Pendiri: Imam Abu Hanifah (80 H – 150 H / 699 M – 767 M)

Latar Belakang: Imam Abu Hanifah, nama lengkapnya adalah Nu’man bin Thabit bin Zuta al-Kufi, lahir di Kufah, Irak, pada tahun 80 H. Beliau dikenal sebagai seorang ulama yang sangat cerdas dan berpengaruh di masa awal Islam. Abu Hanifah lebih banyak mengembangkan metode fiqh yang mengutamakan pemikiran rasional dan analitis, serta penggunaan qiyas (analogi) dalam menetapkan hukum.

Ciri Khas Mazhab Hanafi:

Ijtihad dan Qiyas: Abu Hanifah dikenal sebagai pelopor penggunaan qiyas dalam menetapkan hukum, yaitu dengan mencari persamaan antara masalah yang sedang dihadapi dengan masalah yang sudah ada hukum jelasnya dalam Al-Qur’an atau Hadis.
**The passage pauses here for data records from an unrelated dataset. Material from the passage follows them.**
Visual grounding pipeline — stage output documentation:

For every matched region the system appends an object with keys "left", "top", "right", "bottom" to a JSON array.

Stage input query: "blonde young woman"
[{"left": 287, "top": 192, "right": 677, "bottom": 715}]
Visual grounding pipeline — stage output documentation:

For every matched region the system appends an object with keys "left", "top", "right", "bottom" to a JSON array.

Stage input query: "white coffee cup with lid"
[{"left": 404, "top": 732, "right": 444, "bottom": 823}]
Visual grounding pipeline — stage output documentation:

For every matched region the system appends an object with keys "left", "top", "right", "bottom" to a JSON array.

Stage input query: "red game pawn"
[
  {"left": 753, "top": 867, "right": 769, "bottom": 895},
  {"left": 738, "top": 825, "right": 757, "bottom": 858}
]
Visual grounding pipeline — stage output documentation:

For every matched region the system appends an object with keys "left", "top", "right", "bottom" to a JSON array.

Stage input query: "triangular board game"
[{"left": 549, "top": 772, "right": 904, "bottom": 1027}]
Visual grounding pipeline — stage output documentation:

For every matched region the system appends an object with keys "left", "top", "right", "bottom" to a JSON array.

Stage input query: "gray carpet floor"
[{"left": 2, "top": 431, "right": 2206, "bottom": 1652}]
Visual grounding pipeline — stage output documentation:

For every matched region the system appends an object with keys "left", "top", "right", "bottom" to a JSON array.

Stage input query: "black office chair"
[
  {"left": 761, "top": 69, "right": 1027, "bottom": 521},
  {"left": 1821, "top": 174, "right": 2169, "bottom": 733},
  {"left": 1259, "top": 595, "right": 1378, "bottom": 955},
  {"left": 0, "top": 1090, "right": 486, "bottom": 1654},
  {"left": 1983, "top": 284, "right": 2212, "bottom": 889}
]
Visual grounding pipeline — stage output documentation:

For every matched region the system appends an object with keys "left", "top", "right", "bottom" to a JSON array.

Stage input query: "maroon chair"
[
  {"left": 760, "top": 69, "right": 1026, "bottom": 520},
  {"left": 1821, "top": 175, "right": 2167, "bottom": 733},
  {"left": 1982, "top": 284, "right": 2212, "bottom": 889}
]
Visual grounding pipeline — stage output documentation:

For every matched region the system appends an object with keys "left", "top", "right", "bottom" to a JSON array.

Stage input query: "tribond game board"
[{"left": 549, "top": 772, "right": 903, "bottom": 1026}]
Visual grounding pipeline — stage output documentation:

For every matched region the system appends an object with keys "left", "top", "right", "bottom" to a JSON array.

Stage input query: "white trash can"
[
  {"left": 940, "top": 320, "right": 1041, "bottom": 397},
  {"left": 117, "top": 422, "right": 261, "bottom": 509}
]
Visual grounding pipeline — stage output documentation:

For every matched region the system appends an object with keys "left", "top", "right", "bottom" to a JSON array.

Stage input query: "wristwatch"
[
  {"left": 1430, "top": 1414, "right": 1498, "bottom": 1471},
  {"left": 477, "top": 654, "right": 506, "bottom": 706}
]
Pendekatan Liberal terhadap Ijma’: Abu Hanifah lebih sering menggunakan ijtihad pribadi (pendapat pribadi) dalam banyak masalah, terutama ketika tidak ada teks yang jelas dari Al-Qur’an atau Hadis. Oleh karena itu, ijtihad lebih diperhitungkan dalam mazhab Hanafi.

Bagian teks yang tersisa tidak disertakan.